Anna Knox reviews Ngātokimatawhaorua: The biography of a waka by Jeff Evans for New Zealand Heritage magazine:
‘Ngātokimatawhaorua, the waka championed by Te Kirihaehae Te Puea Hērangi (Princess Te Puea) for the 1940 Te Tiriti o Waitangi centennial celebrations, is currently housed at the Waitangi Treaty Grounds. At 37.5 metres long, the waka taua is the largest in existence and of great value and significance, especially for northern iwi and to the Polynesian waka revival movement. As Pita Tipene explains in his foreword, the waka shares its name with the ancestral Ngātokimatawhaorua in which Kupe returned to Hawaiki, so is also a tupuna, and its story therefore a biography.
The book moves chronologically, beginning in 1937, as master waka builder Rānui Maupakanga searches Puketi Forest for two kauri trees large enough to fit the vision of Te Puea (Jeff finds what could possibly be one of the stumps). The first half is engrossing, detailing the felling of the trees, the shaping, transportation and carving of the enormous vessel, the training of kaihoe and, finally, the centennial celebrations.

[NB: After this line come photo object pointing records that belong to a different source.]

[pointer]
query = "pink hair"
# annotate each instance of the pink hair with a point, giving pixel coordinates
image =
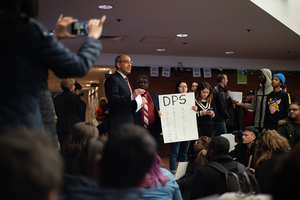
(156, 175)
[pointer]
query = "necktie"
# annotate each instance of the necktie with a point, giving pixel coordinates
(145, 114)
(128, 84)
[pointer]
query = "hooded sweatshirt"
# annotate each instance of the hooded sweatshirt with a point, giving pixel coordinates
(260, 98)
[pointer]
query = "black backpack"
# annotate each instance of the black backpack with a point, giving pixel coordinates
(241, 182)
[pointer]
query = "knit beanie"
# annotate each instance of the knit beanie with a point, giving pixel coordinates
(280, 76)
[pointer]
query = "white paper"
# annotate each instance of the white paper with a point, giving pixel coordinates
(196, 72)
(178, 120)
(166, 71)
(153, 71)
(238, 96)
(181, 169)
(207, 72)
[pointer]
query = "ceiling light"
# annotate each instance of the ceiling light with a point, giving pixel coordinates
(106, 7)
(182, 35)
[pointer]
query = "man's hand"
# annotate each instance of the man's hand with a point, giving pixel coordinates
(95, 27)
(137, 92)
(60, 31)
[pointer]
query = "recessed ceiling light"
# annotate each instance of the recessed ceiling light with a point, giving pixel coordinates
(106, 7)
(182, 35)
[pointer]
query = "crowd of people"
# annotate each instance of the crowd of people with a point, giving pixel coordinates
(127, 165)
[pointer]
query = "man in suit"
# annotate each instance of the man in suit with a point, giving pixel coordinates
(149, 115)
(123, 102)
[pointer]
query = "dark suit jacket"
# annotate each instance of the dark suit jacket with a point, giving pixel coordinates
(120, 107)
(68, 110)
(154, 128)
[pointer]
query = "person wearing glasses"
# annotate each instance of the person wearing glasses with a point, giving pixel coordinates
(149, 115)
(290, 126)
(277, 103)
(219, 96)
(123, 102)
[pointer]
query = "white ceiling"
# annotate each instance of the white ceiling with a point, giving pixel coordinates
(213, 26)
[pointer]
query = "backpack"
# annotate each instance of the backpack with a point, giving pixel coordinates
(241, 182)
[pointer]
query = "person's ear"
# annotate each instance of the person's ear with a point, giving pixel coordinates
(97, 163)
(144, 180)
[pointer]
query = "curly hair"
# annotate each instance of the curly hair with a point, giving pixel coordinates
(205, 141)
(202, 86)
(268, 144)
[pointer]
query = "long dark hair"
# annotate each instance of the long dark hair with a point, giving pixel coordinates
(202, 86)
(177, 85)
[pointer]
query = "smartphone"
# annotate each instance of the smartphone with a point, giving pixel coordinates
(79, 28)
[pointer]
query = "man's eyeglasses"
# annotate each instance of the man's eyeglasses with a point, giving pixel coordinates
(293, 109)
(140, 83)
(127, 61)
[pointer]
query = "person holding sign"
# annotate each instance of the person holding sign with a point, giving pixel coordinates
(179, 148)
(204, 108)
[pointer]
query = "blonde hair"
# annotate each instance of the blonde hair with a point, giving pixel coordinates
(67, 83)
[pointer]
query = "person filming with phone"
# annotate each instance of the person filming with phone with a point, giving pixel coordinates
(27, 53)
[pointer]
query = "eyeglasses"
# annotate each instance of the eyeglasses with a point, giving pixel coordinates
(293, 109)
(140, 83)
(127, 62)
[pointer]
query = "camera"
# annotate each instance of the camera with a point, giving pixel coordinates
(79, 28)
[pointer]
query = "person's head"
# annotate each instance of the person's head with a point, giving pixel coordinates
(194, 86)
(222, 80)
(77, 139)
(284, 180)
(127, 157)
(181, 87)
(238, 136)
(67, 84)
(77, 88)
(143, 82)
(294, 111)
(204, 91)
(31, 168)
(264, 75)
(156, 175)
(268, 144)
(249, 135)
(102, 102)
(90, 157)
(123, 64)
(217, 146)
(278, 80)
(16, 7)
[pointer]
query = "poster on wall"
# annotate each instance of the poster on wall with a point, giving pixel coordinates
(196, 72)
(153, 71)
(178, 120)
(207, 72)
(242, 76)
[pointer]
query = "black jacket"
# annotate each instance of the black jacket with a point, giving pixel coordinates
(25, 59)
(209, 181)
(220, 103)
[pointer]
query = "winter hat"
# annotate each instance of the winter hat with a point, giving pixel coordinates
(280, 76)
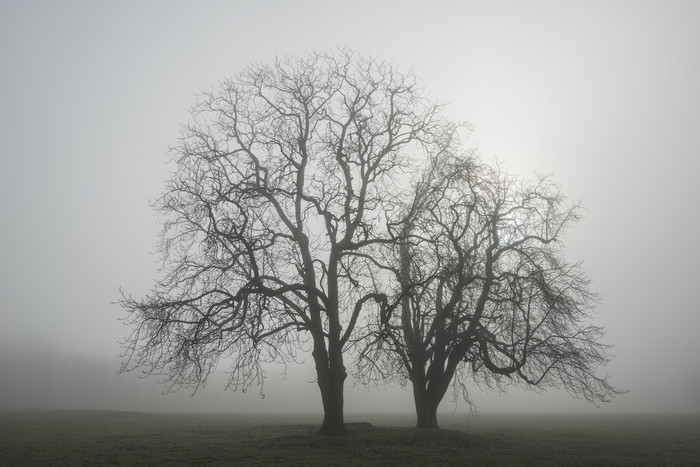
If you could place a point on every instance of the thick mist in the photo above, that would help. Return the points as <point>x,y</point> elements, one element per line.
<point>602,95</point>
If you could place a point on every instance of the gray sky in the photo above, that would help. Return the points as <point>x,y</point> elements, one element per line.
<point>604,95</point>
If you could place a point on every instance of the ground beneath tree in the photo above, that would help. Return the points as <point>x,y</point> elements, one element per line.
<point>127,438</point>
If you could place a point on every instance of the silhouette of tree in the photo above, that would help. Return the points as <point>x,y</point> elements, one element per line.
<point>483,290</point>
<point>283,179</point>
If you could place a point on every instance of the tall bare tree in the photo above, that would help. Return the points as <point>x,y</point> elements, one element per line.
<point>483,290</point>
<point>283,178</point>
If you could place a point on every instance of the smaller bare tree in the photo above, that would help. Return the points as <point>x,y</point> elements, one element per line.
<point>484,292</point>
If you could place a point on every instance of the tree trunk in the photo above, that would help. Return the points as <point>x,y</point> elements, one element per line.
<point>426,407</point>
<point>331,379</point>
<point>333,420</point>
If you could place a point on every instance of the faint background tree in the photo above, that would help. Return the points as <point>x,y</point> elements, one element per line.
<point>483,292</point>
<point>284,179</point>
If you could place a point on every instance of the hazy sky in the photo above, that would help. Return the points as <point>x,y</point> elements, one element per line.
<point>604,95</point>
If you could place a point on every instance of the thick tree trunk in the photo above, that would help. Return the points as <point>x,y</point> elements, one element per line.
<point>426,407</point>
<point>331,379</point>
<point>333,420</point>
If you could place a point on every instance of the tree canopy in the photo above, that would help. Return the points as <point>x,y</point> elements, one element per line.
<point>325,204</point>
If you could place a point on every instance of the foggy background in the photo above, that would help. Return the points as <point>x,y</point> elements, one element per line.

We follow Jeff into the forest, zoom up close to the men working under the karakia of the tohunga as they learn and teach the ancient skills of waka building, and watch with 10,000 awed spectators as Ngātokimatawhaorua makes its way into Hobson Beach. This textured and vibrant history is supported by the film and photography work of Jim Manley, whom Te Puea sanctioned to document the project, despite the tapu nature of the work.
The second half of the book, charting the fate of Ngātokimatawhaorua after the centennial, moves faster, and at times the biography of the waka is subsumed by the larger waves of its contexts. But as Pita Tipene observes, “for such an important taonga … it is a mystery why there is so little written information about this storied waka”. Jeff Evans has given us some.’